A St. Louis native has a new job in the White House.
On Thursday, President-Elect Donald Trump named Katie Walsh as Deputy Chief of Staff to the White House.
Walsh, 32, grew up in St. Louis and graduated from Visitation Academy in 2003. Principal Barbara McMullen remembers a bright student always fascinated by politics.
“Even from an early age, I always saw her as one of those students that was always a little bit older, a little bit more mature in some ways. She had a sort of adult personality about her,” McMullen said.
“Am I surprised she is where she is at this age? Yes. But am I surprised she’s very successful? Not at all.”
Walsh left St. Louis to attend college at George Washington University in Washington D.C. Her resume includes working on campaigns for Senator John Ashcroft and Governor Matt Blunt. According to a press release, she also worked at the National Republican Senatorial Committee before joining the Republican National Committee in 2013.
Not long after joining the RNC, Walsh became Finance Director. In 2015, she became Chief of Staff for RNC Chairman Reince Priebus. Trump named Priebus as his new Chief of Staff, and as Deputy Chief of Staff for the White House, Walsh will work alongside him again.
Her role will involve overseeing senior staff, scheduling and the Office of Public Liason.
“The unbelievable success the Republican party had is built on the backs of a lot of really amazing men and women, and Katie’s been one of those leaders,” said longtime family friend and Republican National Advisor Jack Oliver.
Oliver said he first met Walsh and her family during Ashcroft’s 1994 Senate campaign. Oliver assisted during that campaign, then later served in more prominent roles, including the Deputy Chairman of the Republican National Convention and as the National Finance Director for President George Bush’s 2000 campaign.
Having worked for presidents, too, Oliver said Walsh has what it takes.
“As a quiet tactician, with great strength, but quiet strength, she has exactly the skill set to be a great leader for the president and one of the three most senior women in the White House today,” he said. “And at 32 years old – it’s a testament to her capacity, her character, and her competencies.”
Oliver said Walsh will bring a Midwest voice to the White House, and understands the importance of Missouri and its industries. He said her biggest challenge will be taking the expectations the American people have trying to bring that into a city that won’t easily change.
“Being a part of that team is a big responsibility. I know she’ll do a great job it and the president-elect is very fortunate to have her serve in that role.”
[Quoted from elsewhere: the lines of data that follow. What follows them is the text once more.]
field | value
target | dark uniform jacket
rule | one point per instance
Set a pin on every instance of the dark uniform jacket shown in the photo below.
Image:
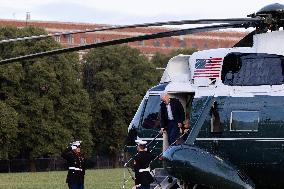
(142, 161)
(177, 111)
(76, 166)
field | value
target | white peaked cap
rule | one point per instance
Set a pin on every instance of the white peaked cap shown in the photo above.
(76, 143)
(141, 142)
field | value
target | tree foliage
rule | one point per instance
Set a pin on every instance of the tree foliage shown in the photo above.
(116, 78)
(50, 106)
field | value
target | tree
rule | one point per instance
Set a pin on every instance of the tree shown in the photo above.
(8, 129)
(116, 78)
(52, 107)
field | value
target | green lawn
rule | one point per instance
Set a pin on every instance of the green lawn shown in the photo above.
(94, 179)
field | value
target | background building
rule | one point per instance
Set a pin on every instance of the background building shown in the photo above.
(199, 41)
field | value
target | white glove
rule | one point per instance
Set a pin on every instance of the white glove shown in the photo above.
(73, 147)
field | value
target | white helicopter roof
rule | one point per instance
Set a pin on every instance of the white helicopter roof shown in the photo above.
(201, 72)
(271, 43)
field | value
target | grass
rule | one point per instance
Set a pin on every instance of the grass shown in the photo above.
(94, 179)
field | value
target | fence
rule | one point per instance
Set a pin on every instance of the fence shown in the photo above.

Walsh told NewsChannel 5 her mother's work in local government races inspired her to see women’s role in politics. She calls herself a “huge, huge, huge” Cardinals fan, and her favorite player is Yadier Molina.
Walsh said the second best night of her life was during Game 6 of the 2011 World Series. The best night of her life, she said, was her recent engagement.
Kelly Wuennenberg coached Walsh’s basketball team in middle school, but the pair bonded off the court. Wuennenberg said she was also Walsh’s confirmation sponsor, and the two are still very close.
“Part of what makes her a super-duper individual is her humility. She does not walk around and flaunt her resume. She just keeps her nose to the grindstone and gets everything done,” Wuennenberg said.
While serving a top role in a difficult political climate, Wuennenberg said Walsh will succeed.
“Katie is ready. She would never flinch on the basketball court. I would give her the ball and have full faith in her. And our country has now given her the ball, and its full speed ahead.”